Security by obscurity generally means you're relying on the adversary to be ill-informed about some aspect of the crypto which wouldn't be a problem for him to know about in a "real" cryptosystem, and/or extremely limited in computational power.

For instance, the windows 95 screen saver password (at most 14 characters) was stored in the registry, xor'ed with a fixed key of length 14. Probably a const char screen_saver_xor_pad[14] = [...], "safely" hidden away in some undisclosed source code. Security by obscurity.

This is also how DRM works: encrypt a bit string f with key k, then send k and e_k(f) to the recipient, but sneakily, hoping that the recipient will only decrypt and use f in accordance with the rules your piece of software implements. Security by obscurity.

Take on the other hand AES. Go do an exhaustive key search. If you're smart, do a meet-in-the-middle. That's sqrt(2^n), which is still exponential (it's sqrt(2)^n). Okay, n is fixed, but still: the best attack is (essentially) brute force. That's real security.

Then there's of course the gold-plated but impractical security (well, encryption): whenever you want to send a message m that's b bits long, come up with a uniformly random b-bit key k, then transmit m XOR k. Perfectly secure, but good luck sending k to the recipient. You can pre-share it, though, so if you put 4 TB of random key in your submarine, it can send 4 TB back to HQ confidentially. Or you can do quantum key distribution (if you have the required equipment).

I recommend that while your post has a valid point, you try to refrain from commenting on the more technical aspects of security.

I recommend you try to refrain from assessing peoples' understanding of the technical aspects of security and making recommendations based upon that assessment. I haven't seen anything in your parent's post which suggests they don't understand the subject matter, unless we take your semantic shift to be The Right Way to understand "obscurity."

Re:Irony

Since its been going on for 21years u might figure out if HE DOESNT PUBLISH, MOST BAD GUYS WILL DO IT FOREVER.

Security through obscurity vs full disclosure.
Full disclosure always win for the customer, regular citizens and the greater good.

Obscurity always wins for the bad guys, companies who make money and governments.

ITS AS SIMPLE AS THAT

Don't panic. Copyright to the rescue!

From TFA:

"The group said that hackers intent on illegal eavesdropping would need a radio receiver system and signal processing software to process raw radio data, much of which is copyrighted."

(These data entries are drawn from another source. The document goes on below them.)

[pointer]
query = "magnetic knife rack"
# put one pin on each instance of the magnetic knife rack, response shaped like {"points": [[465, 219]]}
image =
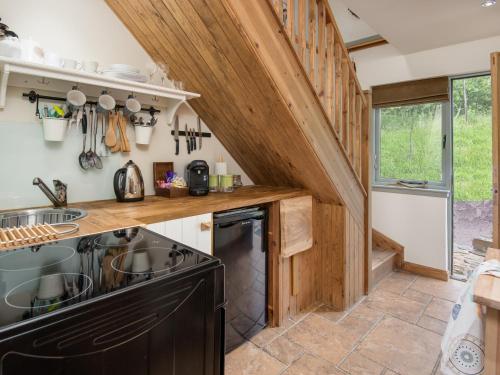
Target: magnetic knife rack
{"points": [[34, 97], [182, 133]]}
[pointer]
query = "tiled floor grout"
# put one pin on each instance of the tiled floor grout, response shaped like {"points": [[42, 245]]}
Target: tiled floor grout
{"points": [[362, 338], [373, 317]]}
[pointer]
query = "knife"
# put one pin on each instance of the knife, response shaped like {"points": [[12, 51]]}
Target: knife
{"points": [[199, 132], [187, 139], [176, 135]]}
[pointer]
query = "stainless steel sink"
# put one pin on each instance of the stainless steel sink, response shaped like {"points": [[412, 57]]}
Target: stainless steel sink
{"points": [[40, 216]]}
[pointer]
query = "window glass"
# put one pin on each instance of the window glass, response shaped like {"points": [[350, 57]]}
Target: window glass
{"points": [[411, 143]]}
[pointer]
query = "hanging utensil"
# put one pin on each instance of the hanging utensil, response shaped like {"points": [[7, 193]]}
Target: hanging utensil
{"points": [[112, 124], [186, 133], [200, 138], [122, 123], [90, 154], [103, 150], [82, 159], [96, 159], [176, 134]]}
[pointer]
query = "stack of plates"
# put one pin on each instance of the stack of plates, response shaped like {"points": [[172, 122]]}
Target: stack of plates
{"points": [[124, 71]]}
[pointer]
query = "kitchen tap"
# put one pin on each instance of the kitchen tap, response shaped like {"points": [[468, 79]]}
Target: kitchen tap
{"points": [[59, 199]]}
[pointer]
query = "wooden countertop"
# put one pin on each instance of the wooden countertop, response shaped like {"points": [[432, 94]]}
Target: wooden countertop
{"points": [[108, 215], [487, 289], [155, 209]]}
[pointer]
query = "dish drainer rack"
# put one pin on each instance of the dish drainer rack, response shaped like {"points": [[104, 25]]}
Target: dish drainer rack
{"points": [[34, 234]]}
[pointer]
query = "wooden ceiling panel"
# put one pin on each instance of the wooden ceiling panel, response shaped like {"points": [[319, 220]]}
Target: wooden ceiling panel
{"points": [[204, 46]]}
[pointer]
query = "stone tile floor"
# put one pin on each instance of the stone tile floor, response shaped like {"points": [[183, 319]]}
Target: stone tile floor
{"points": [[397, 329]]}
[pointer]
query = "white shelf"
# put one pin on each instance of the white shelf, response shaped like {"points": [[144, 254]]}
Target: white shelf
{"points": [[28, 75]]}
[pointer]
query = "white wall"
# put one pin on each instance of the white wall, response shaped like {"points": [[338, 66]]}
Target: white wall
{"points": [[418, 222], [86, 30], [384, 64]]}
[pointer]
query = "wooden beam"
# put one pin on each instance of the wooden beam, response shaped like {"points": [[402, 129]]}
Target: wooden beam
{"points": [[275, 279], [312, 42], [330, 74], [365, 44], [366, 179], [495, 102]]}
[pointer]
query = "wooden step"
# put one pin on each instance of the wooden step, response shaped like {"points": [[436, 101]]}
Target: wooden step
{"points": [[383, 263]]}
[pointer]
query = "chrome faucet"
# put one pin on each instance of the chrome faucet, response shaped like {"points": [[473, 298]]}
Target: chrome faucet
{"points": [[59, 199]]}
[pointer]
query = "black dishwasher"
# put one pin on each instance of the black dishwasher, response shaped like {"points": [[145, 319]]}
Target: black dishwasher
{"points": [[240, 241]]}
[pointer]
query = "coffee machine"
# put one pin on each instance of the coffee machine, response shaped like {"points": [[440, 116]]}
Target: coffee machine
{"points": [[197, 177]]}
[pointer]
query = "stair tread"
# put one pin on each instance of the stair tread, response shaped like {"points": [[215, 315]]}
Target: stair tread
{"points": [[380, 256]]}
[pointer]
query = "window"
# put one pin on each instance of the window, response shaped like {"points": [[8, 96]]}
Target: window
{"points": [[410, 144]]}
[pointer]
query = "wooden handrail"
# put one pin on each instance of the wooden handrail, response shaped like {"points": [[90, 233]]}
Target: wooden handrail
{"points": [[318, 44]]}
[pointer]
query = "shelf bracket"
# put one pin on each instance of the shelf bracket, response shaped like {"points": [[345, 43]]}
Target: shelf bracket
{"points": [[4, 79]]}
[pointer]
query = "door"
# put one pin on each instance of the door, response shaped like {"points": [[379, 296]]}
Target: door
{"points": [[472, 200]]}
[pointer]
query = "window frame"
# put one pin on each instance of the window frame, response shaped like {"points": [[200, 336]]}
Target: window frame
{"points": [[433, 186]]}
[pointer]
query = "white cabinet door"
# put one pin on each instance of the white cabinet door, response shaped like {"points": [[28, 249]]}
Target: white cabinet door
{"points": [[157, 228], [193, 231], [173, 229], [205, 233], [197, 232]]}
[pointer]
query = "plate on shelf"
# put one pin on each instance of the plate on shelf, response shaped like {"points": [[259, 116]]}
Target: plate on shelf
{"points": [[129, 76]]}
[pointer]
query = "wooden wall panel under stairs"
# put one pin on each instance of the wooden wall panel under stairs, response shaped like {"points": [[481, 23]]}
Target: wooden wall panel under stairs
{"points": [[283, 124], [208, 47]]}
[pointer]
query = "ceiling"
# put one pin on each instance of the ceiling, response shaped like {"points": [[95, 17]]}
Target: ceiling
{"points": [[417, 25], [350, 27]]}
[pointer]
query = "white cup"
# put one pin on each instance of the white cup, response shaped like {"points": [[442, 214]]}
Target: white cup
{"points": [[140, 262], [105, 103], [75, 99], [51, 286], [132, 106], [53, 59], [71, 64], [90, 66]]}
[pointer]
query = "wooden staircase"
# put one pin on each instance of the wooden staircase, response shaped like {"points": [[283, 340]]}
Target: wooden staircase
{"points": [[387, 255], [280, 92]]}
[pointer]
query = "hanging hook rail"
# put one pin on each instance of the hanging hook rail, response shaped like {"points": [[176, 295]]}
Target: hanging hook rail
{"points": [[34, 97]]}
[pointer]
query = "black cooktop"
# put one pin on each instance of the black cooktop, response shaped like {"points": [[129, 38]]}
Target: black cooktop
{"points": [[39, 280]]}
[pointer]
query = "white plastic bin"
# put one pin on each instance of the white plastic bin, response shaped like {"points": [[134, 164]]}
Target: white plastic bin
{"points": [[143, 134], [54, 129]]}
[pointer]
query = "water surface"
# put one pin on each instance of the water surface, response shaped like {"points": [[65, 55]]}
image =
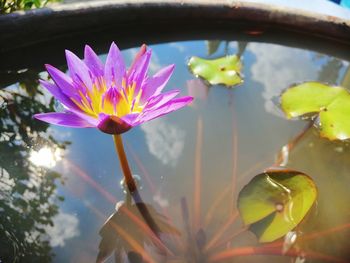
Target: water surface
{"points": [[58, 185]]}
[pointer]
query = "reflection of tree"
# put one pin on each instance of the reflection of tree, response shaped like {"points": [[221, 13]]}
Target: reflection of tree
{"points": [[27, 192], [132, 226]]}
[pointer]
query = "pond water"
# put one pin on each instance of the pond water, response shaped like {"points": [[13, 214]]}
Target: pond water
{"points": [[59, 185]]}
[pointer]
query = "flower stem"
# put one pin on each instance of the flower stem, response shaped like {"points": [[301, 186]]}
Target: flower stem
{"points": [[131, 185], [129, 180]]}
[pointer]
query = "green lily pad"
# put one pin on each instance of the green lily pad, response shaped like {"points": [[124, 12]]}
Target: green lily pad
{"points": [[224, 70], [332, 104], [274, 202]]}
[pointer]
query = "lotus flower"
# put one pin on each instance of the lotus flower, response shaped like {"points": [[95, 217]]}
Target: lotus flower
{"points": [[109, 96]]}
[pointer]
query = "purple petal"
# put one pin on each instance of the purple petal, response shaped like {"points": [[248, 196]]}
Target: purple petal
{"points": [[158, 101], [114, 68], [58, 94], [171, 106], [93, 62], [139, 54], [112, 124], [78, 71], [140, 70], [63, 119], [63, 81], [154, 85]]}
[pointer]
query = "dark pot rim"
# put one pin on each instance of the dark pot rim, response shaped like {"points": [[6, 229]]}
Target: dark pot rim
{"points": [[25, 36]]}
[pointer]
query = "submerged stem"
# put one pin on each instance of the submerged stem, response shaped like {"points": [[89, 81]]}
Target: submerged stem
{"points": [[131, 185], [129, 180]]}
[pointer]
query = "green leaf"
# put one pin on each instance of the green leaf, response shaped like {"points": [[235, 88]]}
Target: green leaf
{"points": [[274, 202], [212, 46], [224, 70], [331, 103]]}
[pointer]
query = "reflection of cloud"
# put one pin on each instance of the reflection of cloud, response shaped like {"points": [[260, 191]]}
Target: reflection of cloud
{"points": [[59, 134], [65, 226], [154, 64], [181, 48], [164, 141], [45, 157], [278, 67], [160, 200]]}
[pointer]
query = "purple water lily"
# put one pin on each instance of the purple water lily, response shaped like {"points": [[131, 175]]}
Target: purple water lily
{"points": [[109, 96]]}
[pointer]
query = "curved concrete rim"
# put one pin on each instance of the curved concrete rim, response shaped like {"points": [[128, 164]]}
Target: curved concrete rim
{"points": [[62, 25]]}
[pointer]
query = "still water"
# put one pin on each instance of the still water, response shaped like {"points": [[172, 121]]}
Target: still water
{"points": [[58, 186]]}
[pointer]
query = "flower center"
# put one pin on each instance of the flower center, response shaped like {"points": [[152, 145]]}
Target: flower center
{"points": [[111, 101]]}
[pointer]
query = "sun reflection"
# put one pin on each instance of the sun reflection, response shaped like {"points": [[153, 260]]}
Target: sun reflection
{"points": [[45, 157]]}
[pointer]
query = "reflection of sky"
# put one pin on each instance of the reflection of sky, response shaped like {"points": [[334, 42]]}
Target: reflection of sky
{"points": [[165, 141], [278, 67], [166, 147]]}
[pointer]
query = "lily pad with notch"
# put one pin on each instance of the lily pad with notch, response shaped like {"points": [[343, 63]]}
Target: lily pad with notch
{"points": [[330, 104], [225, 70], [275, 202]]}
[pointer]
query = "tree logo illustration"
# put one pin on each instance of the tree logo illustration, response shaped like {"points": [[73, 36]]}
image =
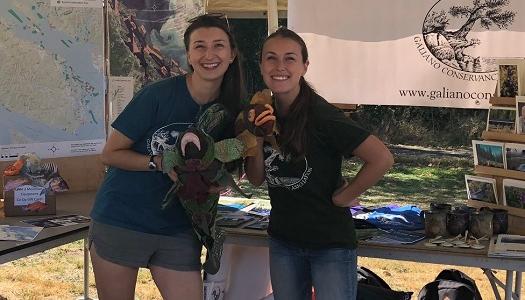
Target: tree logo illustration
{"points": [[448, 30]]}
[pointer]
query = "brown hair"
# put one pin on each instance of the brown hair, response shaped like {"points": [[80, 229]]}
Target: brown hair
{"points": [[292, 137], [232, 86]]}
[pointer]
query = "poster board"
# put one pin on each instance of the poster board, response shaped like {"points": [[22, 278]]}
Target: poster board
{"points": [[83, 173]]}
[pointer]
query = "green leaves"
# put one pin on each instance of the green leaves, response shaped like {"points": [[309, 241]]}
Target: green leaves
{"points": [[229, 150]]}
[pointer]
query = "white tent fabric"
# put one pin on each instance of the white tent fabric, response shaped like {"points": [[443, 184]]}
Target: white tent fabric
{"points": [[417, 52], [242, 5]]}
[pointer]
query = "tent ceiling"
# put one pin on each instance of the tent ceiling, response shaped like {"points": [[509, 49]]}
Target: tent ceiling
{"points": [[240, 6]]}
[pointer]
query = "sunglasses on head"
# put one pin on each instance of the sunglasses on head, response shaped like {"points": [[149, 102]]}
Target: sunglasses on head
{"points": [[217, 16]]}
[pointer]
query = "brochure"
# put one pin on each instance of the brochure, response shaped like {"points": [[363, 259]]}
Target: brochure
{"points": [[261, 224], [57, 221], [18, 233], [507, 245]]}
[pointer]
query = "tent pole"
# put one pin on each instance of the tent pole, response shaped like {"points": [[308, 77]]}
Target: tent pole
{"points": [[273, 16]]}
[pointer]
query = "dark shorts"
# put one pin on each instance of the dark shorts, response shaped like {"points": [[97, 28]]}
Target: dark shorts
{"points": [[136, 249]]}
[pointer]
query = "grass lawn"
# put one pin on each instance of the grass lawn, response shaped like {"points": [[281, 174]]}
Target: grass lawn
{"points": [[57, 273]]}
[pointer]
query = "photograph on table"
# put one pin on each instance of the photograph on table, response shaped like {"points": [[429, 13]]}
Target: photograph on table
{"points": [[513, 193], [510, 75], [488, 154], [501, 119], [515, 157], [520, 114], [481, 189]]}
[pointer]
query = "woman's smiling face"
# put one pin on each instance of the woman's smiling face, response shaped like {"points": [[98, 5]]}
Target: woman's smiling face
{"points": [[282, 67], [210, 53]]}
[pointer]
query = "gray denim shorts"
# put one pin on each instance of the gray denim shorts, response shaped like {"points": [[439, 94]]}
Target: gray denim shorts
{"points": [[136, 249]]}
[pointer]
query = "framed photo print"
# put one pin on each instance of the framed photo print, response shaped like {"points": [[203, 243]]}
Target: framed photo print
{"points": [[510, 75], [481, 188], [488, 154], [502, 119], [514, 193], [520, 114], [515, 157]]}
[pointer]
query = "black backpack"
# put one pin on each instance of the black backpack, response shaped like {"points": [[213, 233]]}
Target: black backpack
{"points": [[371, 286], [450, 283]]}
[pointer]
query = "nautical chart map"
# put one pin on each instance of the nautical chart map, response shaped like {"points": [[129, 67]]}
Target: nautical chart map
{"points": [[51, 78]]}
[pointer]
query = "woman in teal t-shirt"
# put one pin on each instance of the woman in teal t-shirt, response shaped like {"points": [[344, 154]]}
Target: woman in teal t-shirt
{"points": [[129, 228]]}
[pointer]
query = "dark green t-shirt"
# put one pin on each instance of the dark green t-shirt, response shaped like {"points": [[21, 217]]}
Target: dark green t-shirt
{"points": [[153, 120], [301, 190]]}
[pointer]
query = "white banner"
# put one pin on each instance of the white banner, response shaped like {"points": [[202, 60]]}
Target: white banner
{"points": [[408, 52]]}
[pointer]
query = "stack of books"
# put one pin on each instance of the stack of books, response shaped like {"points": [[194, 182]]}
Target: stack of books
{"points": [[507, 245]]}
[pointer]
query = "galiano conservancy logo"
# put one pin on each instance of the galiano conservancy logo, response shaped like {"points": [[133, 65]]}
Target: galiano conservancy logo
{"points": [[446, 44]]}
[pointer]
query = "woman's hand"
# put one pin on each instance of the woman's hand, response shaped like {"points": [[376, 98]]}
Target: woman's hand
{"points": [[339, 199], [173, 175]]}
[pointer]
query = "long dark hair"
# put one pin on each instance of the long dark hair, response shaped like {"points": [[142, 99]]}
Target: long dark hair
{"points": [[232, 86], [292, 136]]}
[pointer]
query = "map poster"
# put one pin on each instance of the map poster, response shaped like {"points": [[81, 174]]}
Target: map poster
{"points": [[52, 79], [146, 38], [120, 92]]}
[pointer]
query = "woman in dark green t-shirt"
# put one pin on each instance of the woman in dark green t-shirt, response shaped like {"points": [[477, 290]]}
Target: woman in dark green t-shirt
{"points": [[312, 236]]}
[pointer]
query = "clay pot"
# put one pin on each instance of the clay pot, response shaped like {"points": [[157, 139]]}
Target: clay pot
{"points": [[435, 223], [457, 222], [500, 220], [440, 206], [481, 224]]}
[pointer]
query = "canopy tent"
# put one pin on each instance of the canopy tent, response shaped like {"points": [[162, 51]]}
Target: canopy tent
{"points": [[244, 6]]}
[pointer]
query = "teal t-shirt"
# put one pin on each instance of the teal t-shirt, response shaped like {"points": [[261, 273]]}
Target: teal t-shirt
{"points": [[301, 190], [153, 120]]}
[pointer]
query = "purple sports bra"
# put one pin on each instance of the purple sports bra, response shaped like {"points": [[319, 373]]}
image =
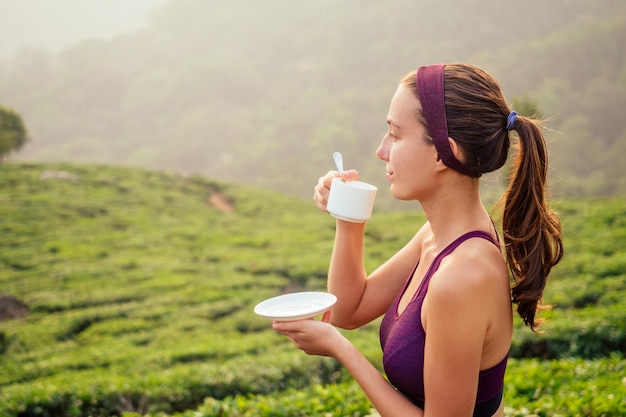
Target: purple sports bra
{"points": [[403, 339]]}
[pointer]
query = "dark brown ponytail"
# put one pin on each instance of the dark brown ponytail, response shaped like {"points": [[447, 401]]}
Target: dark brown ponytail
{"points": [[532, 231], [477, 115]]}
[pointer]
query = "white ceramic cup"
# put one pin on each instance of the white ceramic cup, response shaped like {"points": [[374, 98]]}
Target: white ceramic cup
{"points": [[352, 201]]}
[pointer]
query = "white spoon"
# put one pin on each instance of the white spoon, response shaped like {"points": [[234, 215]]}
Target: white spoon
{"points": [[338, 161]]}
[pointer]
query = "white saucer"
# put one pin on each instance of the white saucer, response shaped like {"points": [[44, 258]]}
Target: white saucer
{"points": [[295, 306]]}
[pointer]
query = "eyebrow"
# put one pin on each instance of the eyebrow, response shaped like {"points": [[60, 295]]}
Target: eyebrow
{"points": [[393, 124]]}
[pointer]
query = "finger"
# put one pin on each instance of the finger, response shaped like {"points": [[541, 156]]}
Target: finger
{"points": [[326, 316], [350, 175]]}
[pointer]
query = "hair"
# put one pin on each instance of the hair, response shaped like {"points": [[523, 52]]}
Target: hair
{"points": [[476, 112]]}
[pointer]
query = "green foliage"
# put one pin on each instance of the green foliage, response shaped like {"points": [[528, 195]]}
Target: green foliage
{"points": [[12, 132], [140, 294]]}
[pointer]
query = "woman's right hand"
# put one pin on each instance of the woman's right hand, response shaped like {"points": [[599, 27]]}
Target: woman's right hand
{"points": [[322, 189]]}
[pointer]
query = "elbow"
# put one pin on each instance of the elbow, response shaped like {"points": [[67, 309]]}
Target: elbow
{"points": [[345, 324]]}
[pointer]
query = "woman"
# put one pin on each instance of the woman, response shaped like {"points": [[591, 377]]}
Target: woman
{"points": [[445, 295]]}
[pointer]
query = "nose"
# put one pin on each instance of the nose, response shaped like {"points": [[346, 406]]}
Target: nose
{"points": [[383, 149]]}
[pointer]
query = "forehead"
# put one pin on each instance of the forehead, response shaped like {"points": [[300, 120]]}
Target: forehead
{"points": [[404, 108]]}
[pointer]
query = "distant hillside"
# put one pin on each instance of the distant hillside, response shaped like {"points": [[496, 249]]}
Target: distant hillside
{"points": [[138, 288], [264, 95]]}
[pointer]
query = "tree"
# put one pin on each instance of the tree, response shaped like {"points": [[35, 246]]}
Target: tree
{"points": [[13, 133]]}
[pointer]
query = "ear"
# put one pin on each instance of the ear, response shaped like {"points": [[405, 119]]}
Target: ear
{"points": [[456, 151]]}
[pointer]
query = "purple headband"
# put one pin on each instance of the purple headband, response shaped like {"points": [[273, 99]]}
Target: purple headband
{"points": [[431, 95]]}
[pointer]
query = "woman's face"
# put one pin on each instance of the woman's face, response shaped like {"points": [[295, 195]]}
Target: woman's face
{"points": [[410, 155]]}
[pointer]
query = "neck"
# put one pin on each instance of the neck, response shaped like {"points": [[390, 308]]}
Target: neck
{"points": [[456, 209]]}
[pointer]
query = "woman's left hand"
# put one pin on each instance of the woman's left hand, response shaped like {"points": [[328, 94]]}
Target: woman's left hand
{"points": [[313, 337]]}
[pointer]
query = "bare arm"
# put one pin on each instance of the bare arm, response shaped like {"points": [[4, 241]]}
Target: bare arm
{"points": [[319, 338], [361, 298], [457, 313]]}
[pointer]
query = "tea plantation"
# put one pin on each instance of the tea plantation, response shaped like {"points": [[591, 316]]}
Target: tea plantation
{"points": [[127, 292]]}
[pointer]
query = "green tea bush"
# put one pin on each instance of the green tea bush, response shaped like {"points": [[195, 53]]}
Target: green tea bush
{"points": [[140, 297]]}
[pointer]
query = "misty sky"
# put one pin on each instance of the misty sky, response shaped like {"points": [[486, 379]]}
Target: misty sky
{"points": [[58, 24]]}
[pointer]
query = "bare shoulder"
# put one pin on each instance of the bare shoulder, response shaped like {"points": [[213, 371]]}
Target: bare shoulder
{"points": [[473, 270]]}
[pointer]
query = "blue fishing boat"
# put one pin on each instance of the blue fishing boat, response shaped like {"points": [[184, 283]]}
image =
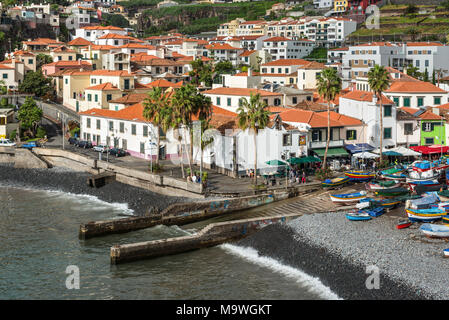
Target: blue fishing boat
{"points": [[375, 212], [425, 215], [360, 176], [348, 197], [435, 230], [358, 216], [329, 183]]}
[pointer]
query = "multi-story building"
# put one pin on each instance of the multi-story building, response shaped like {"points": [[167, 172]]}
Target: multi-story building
{"points": [[285, 48]]}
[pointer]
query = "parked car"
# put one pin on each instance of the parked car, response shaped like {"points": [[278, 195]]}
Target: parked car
{"points": [[117, 152], [6, 143], [100, 148], [84, 144], [30, 145]]}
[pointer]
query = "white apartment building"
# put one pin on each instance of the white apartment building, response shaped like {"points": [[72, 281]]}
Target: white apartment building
{"points": [[363, 105], [285, 48], [92, 33]]}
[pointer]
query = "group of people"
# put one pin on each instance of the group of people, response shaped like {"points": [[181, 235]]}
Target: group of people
{"points": [[298, 176]]}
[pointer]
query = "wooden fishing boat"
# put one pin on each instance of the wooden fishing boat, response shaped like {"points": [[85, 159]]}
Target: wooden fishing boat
{"points": [[443, 195], [392, 192], [445, 218], [435, 230], [422, 202], [348, 197], [427, 183], [385, 203], [424, 215], [446, 253], [404, 224], [380, 185], [329, 183], [420, 189], [358, 216], [393, 174], [374, 212], [360, 176]]}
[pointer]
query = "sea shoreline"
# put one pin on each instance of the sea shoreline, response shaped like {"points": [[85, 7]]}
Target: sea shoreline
{"points": [[324, 258], [75, 182]]}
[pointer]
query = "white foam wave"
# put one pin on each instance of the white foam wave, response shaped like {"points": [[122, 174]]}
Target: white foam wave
{"points": [[312, 284], [92, 201]]}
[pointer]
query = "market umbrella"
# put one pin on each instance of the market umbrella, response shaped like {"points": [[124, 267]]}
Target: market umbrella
{"points": [[366, 155], [276, 163]]}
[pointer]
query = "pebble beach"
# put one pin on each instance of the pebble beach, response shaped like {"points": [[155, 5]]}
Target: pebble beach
{"points": [[338, 251]]}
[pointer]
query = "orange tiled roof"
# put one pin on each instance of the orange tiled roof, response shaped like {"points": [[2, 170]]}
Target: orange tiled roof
{"points": [[79, 42], [104, 87], [240, 92], [413, 86], [364, 96], [287, 62]]}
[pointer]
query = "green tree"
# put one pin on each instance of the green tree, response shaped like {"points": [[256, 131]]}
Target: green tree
{"points": [[328, 86], [253, 115], [29, 115], [154, 109], [35, 83], [379, 81], [202, 72], [42, 59]]}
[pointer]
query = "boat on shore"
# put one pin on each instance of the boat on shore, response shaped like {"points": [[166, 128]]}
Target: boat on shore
{"points": [[435, 230], [403, 224], [358, 216], [360, 176], [446, 253], [443, 195], [329, 183], [380, 185], [348, 197], [425, 215], [393, 192]]}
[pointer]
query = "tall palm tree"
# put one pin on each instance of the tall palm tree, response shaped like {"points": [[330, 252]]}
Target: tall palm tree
{"points": [[253, 115], [379, 81], [328, 86], [154, 106]]}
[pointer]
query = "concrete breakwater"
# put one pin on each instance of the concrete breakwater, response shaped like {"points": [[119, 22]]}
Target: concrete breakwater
{"points": [[210, 235], [184, 213], [176, 214]]}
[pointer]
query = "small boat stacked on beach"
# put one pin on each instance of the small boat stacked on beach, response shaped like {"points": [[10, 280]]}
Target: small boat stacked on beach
{"points": [[393, 192], [425, 215], [358, 216], [360, 176], [435, 230], [393, 174], [381, 185], [348, 197], [330, 183]]}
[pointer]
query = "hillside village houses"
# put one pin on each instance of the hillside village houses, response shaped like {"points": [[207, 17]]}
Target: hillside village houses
{"points": [[104, 74]]}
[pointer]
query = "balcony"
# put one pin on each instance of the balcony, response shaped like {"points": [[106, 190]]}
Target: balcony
{"points": [[322, 144]]}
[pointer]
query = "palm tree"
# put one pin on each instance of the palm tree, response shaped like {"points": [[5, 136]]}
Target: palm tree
{"points": [[154, 106], [328, 86], [253, 115], [379, 81]]}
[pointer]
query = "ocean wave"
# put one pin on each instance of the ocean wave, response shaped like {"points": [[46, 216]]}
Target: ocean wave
{"points": [[92, 201], [310, 283]]}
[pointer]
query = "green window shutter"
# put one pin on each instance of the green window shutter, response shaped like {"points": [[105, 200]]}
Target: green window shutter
{"points": [[406, 102], [420, 102]]}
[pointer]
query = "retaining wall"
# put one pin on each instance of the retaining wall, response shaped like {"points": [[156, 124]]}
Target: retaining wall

I feel much easier knowing that the G.S.M. Association will be wielding its copyright to ensure my security. Who needs security when we have copyright?! Security via copyright assertion has worked so well for the film and music industries. Hasn't it?

Re:Pna lbh urne zr abj?

Is this encryption only secure until I tell people that this is ROT-13?

Yes, but what you are doing is illegal in Britain and in the United States.

Re:Irony

[akpoff]

But it took 3.5 billion people 22 years to figure it out, which means that it was a pretty effective secret. That sounds a lot more effective than just plain "obscurity."

No. In 22 years only one person in 3.5 billion cracked GSM encryption and published his findings. According to the article others have cracked the encryption but haven't published.

What we now know is that it's crackable based purely on data analysis. That tells us everything worth knowing about GSM encryption. Anyone with a need for secure communications now has to treat GSM encryption as if it has been cracked by everyone they want to secure the communications against. To do otherwise would be about the only thing worse than security through obscurity.